Rob Routs, executive downstream director of the Shell Group, said in Beijing on Monday that Shell's new development strategy would focus on the growing markets in the world, such as China, India, Turkey, Indonesia, Malaysia, Russia, Ukraine and Thailand, which may become Shell's new growth points.
Shell, which suffered a profit decline in the third quarter of this year due to the sluggish global oil refining market, is adjusting its development strategy by peeling off some low-profit business including closing some refineries, and increasing investment and expanding business in some new growing markets, said Routs.
Routs stressed that China has become one of its most important markets, and he added that the openness of the Chinese market and China's strategy to pursue sustainable development has provided great opportunities for Shell to expand downstream business in the country, ranging from fuels, lubricants, bitumen to chemicals businesses.
Shell's largest project in China, the 4.3-billion-dollar China National Offshore Oil Corporation-Shell Petrochemical Corporation in Daya Bay in south China's Guangdong Province, which began operation in early 2006, operates well, he said.
With an annual output capacity of 2.3 million tons of petrochemical products, the project's total production has reached 1.7 million tons so far in 2007.
Shell became the leading international oil company in China's lubricants market in 2006 following the acquisition of a 75 percent share of Beijing Tongyi Petroleum Chemical Company Ltd and Tongyi Petroleum Chemical (Xianyang) Company Limited.

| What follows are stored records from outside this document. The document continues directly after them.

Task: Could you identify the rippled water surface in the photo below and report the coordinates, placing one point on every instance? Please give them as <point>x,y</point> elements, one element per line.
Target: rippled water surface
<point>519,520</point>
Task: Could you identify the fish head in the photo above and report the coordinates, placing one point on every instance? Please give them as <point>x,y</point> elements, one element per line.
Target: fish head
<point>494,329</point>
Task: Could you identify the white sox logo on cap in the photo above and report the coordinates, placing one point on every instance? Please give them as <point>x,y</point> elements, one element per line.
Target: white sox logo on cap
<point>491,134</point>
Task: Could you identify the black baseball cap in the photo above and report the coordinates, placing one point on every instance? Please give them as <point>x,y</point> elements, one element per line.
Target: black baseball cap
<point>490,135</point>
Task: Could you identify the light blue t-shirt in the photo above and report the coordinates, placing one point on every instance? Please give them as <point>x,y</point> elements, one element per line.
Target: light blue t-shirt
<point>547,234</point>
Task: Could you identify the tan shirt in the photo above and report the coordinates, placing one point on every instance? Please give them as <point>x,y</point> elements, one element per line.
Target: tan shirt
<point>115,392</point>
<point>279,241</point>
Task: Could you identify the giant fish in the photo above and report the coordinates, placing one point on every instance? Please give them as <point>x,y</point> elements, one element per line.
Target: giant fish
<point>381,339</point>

Routs said the purchase, finished September 2006, has given Shell the third largest share of China's rapidly-growing lubricants market.
Currently, sales of Shell-brand lubricants continue a double-digit growth, and Shell has five lubricants blending plants in operation with the sixth one to be built in the city of Zhuhai in Guangdong.
"We plan to further expand our retain business in China in the future," said Routs, who also noted that the form of investment will depend on the "opening of local market and its profit ratio", under the condition that a stable oil supply is guaranteed.